Se non fosse cessata la materia del contendere, per l’avvenuto sbarco, il ricorso sarebbe stato accolto con conseguente condanna dei ministeri”: ad affermarlo oggi la sentenza del Tribunale civile di Catania sul ricorso contro il Decreto immigrazione del governo presentato da 35 profughi salvati dall’Humanity 1, , tra i sbarcati nel porto del capoluogo etneo il 6 novembre 2022. In un passaggio della sentenza, la presidente Marisa Acagnino scrive che “il decreto è illegittimo” perché “consente il salvataggio solo a chi sia in precarie condizioni di salute, contravvenendo al contenuto degli obblighi internazionali” sul soccorso in mare.
Il ricorso, presentato dagli avvocati Giulia Crescini, Cristina Laura Cecchini e Riccardo Campochiaro, riguardava il decreto interministeriale del 4 novembre del 2022 che prevede l’ingresso e la sosta nelle acque territoriali per il tempo strettamente necessario ad assicurare le operazioni di assistenza alle persone che versano in condizioni di emergenza e precarie condizioni di salute, segnalate dalle competenti autorità nazionali. La nave della Ong tedesca Sos Humanity, che fu una delle prime a cui fu applicato il decreto, con a bordo 179 naufraghi, ricevette il 5 novembre del 2022 l’indicazione del porto di Catania per eseguire le operazioni autorizzate. L’indomani dalla nave scesero 144 persone, mentre 35, che poi presenteranno ricorso, rimasero a bordo e che furono fatti sbarcare l’8 novembre dopo valutazione psichiatrica. “Fra gli obblighi internazionali, assunti dal nostro Paese, vi è quello di fornire assistenza ad ogni naufrago, senza possibilità di distinguere, come sancito nel decreto interministeriale, applicato nella circostanza, in base alle condizioni di salute”, afferma la presidente del Tribunale civile di Catania.

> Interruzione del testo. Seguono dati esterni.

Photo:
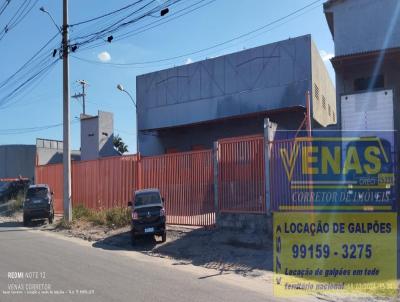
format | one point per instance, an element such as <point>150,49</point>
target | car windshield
<point>36,192</point>
<point>143,199</point>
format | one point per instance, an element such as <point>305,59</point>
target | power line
<point>4,6</point>
<point>210,47</point>
<point>23,10</point>
<point>191,8</point>
<point>107,14</point>
<point>122,23</point>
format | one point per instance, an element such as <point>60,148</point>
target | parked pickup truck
<point>148,214</point>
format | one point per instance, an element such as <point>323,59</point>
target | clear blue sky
<point>212,24</point>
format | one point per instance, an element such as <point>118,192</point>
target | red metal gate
<point>241,175</point>
<point>186,182</point>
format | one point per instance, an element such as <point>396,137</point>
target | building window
<point>368,83</point>
<point>316,92</point>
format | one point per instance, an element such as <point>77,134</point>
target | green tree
<point>119,144</point>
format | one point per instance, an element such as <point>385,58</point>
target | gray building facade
<point>97,134</point>
<point>17,160</point>
<point>50,151</point>
<point>189,107</point>
<point>366,34</point>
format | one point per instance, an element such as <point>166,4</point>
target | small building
<point>189,107</point>
<point>50,151</point>
<point>17,160</point>
<point>97,135</point>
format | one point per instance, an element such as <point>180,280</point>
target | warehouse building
<point>189,107</point>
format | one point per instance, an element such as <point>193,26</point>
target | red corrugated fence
<point>241,174</point>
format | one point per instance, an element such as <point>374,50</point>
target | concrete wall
<point>106,134</point>
<point>97,134</point>
<point>323,94</point>
<point>363,25</point>
<point>89,138</point>
<point>16,160</point>
<point>347,72</point>
<point>51,152</point>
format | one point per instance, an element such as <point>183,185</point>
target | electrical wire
<point>157,23</point>
<point>106,15</point>
<point>122,23</point>
<point>24,9</point>
<point>4,6</point>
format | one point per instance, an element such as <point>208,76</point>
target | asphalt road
<point>102,275</point>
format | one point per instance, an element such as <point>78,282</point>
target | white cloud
<point>104,56</point>
<point>326,56</point>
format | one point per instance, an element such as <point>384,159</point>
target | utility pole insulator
<point>82,95</point>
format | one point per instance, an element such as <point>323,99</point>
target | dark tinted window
<point>147,198</point>
<point>36,192</point>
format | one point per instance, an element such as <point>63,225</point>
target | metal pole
<point>308,112</point>
<point>83,97</point>
<point>66,118</point>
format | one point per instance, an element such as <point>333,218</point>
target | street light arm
<point>52,19</point>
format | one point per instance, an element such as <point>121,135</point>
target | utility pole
<point>66,118</point>
<point>81,95</point>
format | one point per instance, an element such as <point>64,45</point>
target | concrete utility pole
<point>66,118</point>
<point>82,95</point>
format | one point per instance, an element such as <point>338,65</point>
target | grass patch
<point>63,224</point>
<point>115,217</point>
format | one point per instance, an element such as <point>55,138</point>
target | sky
<point>215,22</point>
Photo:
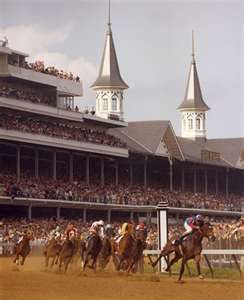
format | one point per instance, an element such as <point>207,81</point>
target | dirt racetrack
<point>31,282</point>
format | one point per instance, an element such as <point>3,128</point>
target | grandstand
<point>59,160</point>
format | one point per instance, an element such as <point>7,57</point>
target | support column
<point>149,217</point>
<point>177,216</point>
<point>183,178</point>
<point>84,215</point>
<point>195,180</point>
<point>71,167</point>
<point>58,213</point>
<point>29,212</point>
<point>87,170</point>
<point>36,163</point>
<point>227,183</point>
<point>116,172</point>
<point>102,171</point>
<point>145,171</point>
<point>162,216</point>
<point>131,172</point>
<point>206,181</point>
<point>18,163</point>
<point>170,174</point>
<point>54,165</point>
<point>216,182</point>
<point>109,215</point>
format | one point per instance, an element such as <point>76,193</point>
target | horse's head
<point>29,235</point>
<point>208,231</point>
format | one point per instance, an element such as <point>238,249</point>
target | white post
<point>162,214</point>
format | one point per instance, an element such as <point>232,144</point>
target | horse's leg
<point>85,261</point>
<point>23,260</point>
<point>197,260</point>
<point>15,259</point>
<point>172,262</point>
<point>60,263</point>
<point>52,263</point>
<point>188,269</point>
<point>46,261</point>
<point>94,264</point>
<point>57,257</point>
<point>67,261</point>
<point>182,269</point>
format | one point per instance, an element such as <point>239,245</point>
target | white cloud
<point>38,42</point>
<point>33,39</point>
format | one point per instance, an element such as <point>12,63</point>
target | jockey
<point>55,233</point>
<point>141,227</point>
<point>192,223</point>
<point>70,231</point>
<point>109,230</point>
<point>97,227</point>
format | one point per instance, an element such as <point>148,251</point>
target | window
<point>198,122</point>
<point>184,124</point>
<point>190,124</point>
<point>105,103</point>
<point>114,103</point>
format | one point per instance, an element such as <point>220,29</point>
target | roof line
<point>182,154</point>
<point>136,141</point>
<point>225,160</point>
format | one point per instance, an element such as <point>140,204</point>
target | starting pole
<point>162,220</point>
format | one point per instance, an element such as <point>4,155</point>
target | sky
<point>153,45</point>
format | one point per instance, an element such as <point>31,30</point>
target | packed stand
<point>39,66</point>
<point>57,129</point>
<point>44,188</point>
<point>26,95</point>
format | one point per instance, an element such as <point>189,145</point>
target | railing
<point>113,206</point>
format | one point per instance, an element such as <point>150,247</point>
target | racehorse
<point>23,248</point>
<point>52,250</point>
<point>189,248</point>
<point>68,250</point>
<point>130,251</point>
<point>90,249</point>
<point>105,253</point>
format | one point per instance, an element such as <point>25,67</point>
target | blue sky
<point>153,44</point>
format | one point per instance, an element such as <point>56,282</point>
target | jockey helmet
<point>199,219</point>
<point>101,223</point>
<point>140,226</point>
<point>108,227</point>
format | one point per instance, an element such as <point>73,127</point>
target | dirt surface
<point>32,282</point>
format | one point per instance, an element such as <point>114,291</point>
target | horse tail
<point>167,249</point>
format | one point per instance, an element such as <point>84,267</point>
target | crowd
<point>57,129</point>
<point>39,66</point>
<point>26,95</point>
<point>45,188</point>
<point>225,230</point>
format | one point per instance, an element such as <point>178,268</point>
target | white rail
<point>205,252</point>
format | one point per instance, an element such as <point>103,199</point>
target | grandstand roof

Per Nicola Fratoianni, segretario nazionale di Sinistra Italiana e parlamentare dell’Alleanza Verdi Sinistra, “iI tribunale di Catania è stato chiaro, il governo italiano ha violato il diritto internazionale. Il governo Meloni e il ministro Piantedosi si rimangino la vergogna del ‘carico residuale’, ha detto Fratoianni commentando la sentenza. “La bocciatura nei confronti del governo per il comportamento assunto nei confronti dei migranti della Humanity è chiara: ogni naufrago deve essere assistito, senza distinguo. E l’Italia ha violato la legge e il diritto internazionale. Il governo Meloni e il ministro Piantedosi – conclude il leader di SI – si rimangino la vergogna del carico residuale”.
Ammiraglio controcorrente.
Le navi umanitarie “sono unità che possono prestare soccorso, pertanto sono utili, così come i mercantili e i supply vessel” e “sono unicamente attive sulla direttrice che unisce la Tripolitania con l’isola di Lampedusa: nel 2022 hanno soccorso oltre 11mila migranti, pari al 34% dei migranti giunti in Italia attraverso il flusso della Tripolitania”. A parlare è il contrammiraglio della Guardia Costiera Giuseppe Aulicino, in audizione alla Camera alle Commissioni riunite Affari costituzionali e Trasporti, il 18 gennaio scorso. “Dalla Tripolitania – ha proseguito – il flusso è costante, vengono utilizzate barche in legno costruite in Libia o gommoni più o meno attrezzati, con un numero di persone che arriva a volte a sfiorare o superare le 100 persone a bordo. Su questo flusso operano le Ong”, ha concluso.
Quando si indaga sul presunto e mai provato pull factor delle Ong, bisogna però analizzare i dati delle partenze dalla Libia, e non quello delle persone salvate in mare. Sembra scontato, ma non lo è, e la mancanza di chiarezza su questo punto inquina spesso il dibattito. I numeri dicono in ogni caso che meno del 10 per cento delle persone salvate sulla rotta del Mediterraneo centrale da quando si è insediato il governo Meloni, a ottobre, sono state salvate da navi umanitarie. Vari studi inoltre hanno dimostrato che a Ong che arrivano di fronte alle coste libiche non corrispondono maggiori partenze. Prendendo in considerazione i dati del 2022 (1 gennaio – 31 dicembre) le navi umanitarie hanno salvato “solo” il 12% dei migranti approdati in Italia: tutti gli altri vengono soccorsi dall’instancabile lavoro delle motovedette della Guardia costiera e della Guardia di finanza, che trasferiscono poi uomini, donne e bambini nei porti italiani.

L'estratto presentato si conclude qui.